Our study is limited by its retrospective design and limited follow-up duration. To capture as much data as possible, even those patients who underwent off-clamp RAPN very recently were included. Median follow-up (with range) as well as mean follow-up (with SD) are included to delineate the distribution of our follow-up data. Also noteworthy is that our study reflects surgical outcomes of two surgeons with considerable experience and training in minimally invasive renal surgery. Given the advanced level of technical expertise needed to safely and effectively perform off-clamp RAPN, the surgical outcomes of this technique may certainly differ in lower volume settings.

Another criticism of this study is the lack of strictly defined indications for off-clamp RAPN. Tumor size and location, patient comorbidities, and surgeon preference all contributed to the decision to forgo hilar occlusion. It is important to recognize that our mean tumor size of 2.7 cm and our mean nephrometry score of 6.1 reflect generally smaller and less complex tumors. As a consequence, our outcomes—especially those pertaining to intraoperative parameters—may not necessarily be applicable to larger and less accessible tumors.

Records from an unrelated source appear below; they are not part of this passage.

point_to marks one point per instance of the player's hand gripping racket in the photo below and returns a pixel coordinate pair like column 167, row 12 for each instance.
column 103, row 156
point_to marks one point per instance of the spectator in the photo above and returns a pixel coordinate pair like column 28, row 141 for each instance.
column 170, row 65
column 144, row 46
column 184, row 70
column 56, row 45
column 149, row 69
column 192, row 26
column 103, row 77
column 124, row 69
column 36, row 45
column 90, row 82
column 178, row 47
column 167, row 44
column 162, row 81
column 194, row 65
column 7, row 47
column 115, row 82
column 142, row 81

Indeed, the 42 cases of off-clamp RAPN performed in the time frame of this study (August 2007 to January 2012) represent carefully selected patients from a pool of more than 450 cases of RAPN performed by the same two surgeons over the same time frame.

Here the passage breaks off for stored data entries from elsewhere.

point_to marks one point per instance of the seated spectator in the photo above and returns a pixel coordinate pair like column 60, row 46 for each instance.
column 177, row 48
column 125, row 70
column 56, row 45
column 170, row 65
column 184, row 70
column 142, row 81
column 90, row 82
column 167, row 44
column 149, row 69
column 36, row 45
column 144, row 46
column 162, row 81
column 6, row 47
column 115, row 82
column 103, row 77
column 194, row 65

Furthermore, our study may not have been adequately powered to detect very subtle changes in eGFR after off-clamp RAPN. Although the slight postoperative decrease in eGFR of 2.3 mL/min/1.73 m² did not achieve statistical significance (P=0.11) based on the current sample size, a statistical trend was noted. Our relatively small sample size also limits the interpretation of complication rates and other reported perioperative data.

To better delineate the impact of the off-clamp technique on renal function as well as perioperative outcomes, a comparison of off-clamp PN with traditional clamped PN is necessary. While a randomized prospective study comparing these techniques is ideal, off-clamp PN should be performed only in carefully selected patients, especially during the initial experience with this technique. A matched cohort study comparing the outcomes of off-clamp PN and clamped PN would, therefore, be the most appropriate next step in evaluating the off-clamp technique and will certainly be the subject of future reports.

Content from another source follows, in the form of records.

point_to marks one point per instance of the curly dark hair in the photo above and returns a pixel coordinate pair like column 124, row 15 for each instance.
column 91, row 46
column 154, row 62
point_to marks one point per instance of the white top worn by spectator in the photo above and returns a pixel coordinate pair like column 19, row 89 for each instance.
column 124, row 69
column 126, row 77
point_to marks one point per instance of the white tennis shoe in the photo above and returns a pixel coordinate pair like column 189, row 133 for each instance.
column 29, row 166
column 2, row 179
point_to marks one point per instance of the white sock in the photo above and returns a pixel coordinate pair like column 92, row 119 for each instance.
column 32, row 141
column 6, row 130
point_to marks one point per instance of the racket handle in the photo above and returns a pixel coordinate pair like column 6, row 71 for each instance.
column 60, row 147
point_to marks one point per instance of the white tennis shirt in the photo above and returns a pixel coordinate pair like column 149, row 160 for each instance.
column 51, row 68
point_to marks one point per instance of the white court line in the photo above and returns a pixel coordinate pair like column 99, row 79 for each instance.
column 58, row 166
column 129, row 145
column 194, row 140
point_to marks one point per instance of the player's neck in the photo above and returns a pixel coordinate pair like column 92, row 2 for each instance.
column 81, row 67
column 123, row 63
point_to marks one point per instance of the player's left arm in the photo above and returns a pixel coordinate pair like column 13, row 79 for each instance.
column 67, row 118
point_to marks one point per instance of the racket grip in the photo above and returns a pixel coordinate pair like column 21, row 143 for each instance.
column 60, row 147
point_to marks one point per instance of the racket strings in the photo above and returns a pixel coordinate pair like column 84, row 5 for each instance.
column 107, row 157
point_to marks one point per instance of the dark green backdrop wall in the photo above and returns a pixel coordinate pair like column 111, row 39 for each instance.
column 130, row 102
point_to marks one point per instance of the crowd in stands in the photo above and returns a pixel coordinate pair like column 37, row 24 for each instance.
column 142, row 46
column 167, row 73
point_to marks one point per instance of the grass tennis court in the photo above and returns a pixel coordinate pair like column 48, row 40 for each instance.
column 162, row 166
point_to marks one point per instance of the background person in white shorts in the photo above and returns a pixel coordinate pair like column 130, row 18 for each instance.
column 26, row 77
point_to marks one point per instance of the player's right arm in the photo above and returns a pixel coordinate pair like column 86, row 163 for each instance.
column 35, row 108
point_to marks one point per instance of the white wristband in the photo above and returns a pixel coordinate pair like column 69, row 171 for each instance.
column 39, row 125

Our preliminary data on a matched cohort study comparing 29 patients who underwent off-clamp RAPN between 2008 and 2011 and 29 control patients with identical nephrometry scores and comparable baseline renal function who underwent clamped RAPN during the same period demonstrates favorable renal functional outcomes in the off-clamp group, albeit with a slightly increased (although clinically acceptable) EBL. Because we have gained more experience in performing off-clamp PN, we are currently making an effort to use this technique in almost every case. As we continue to progress further along our learning curve for this technique, a randomized prospective study comparing off-clamp and clamped RAPN may become feasible in the future.

Conclusions

Off-clamp RAPN is associated with a favorable morbidity profile and minimal loss in renal function in the short term. Further studies are needed to compare the renal functional outcomes of off-clamp RAPN with those of the traditional clamped RAPN to assess the relative efficacy of the off-clamp technique in preserving renal function.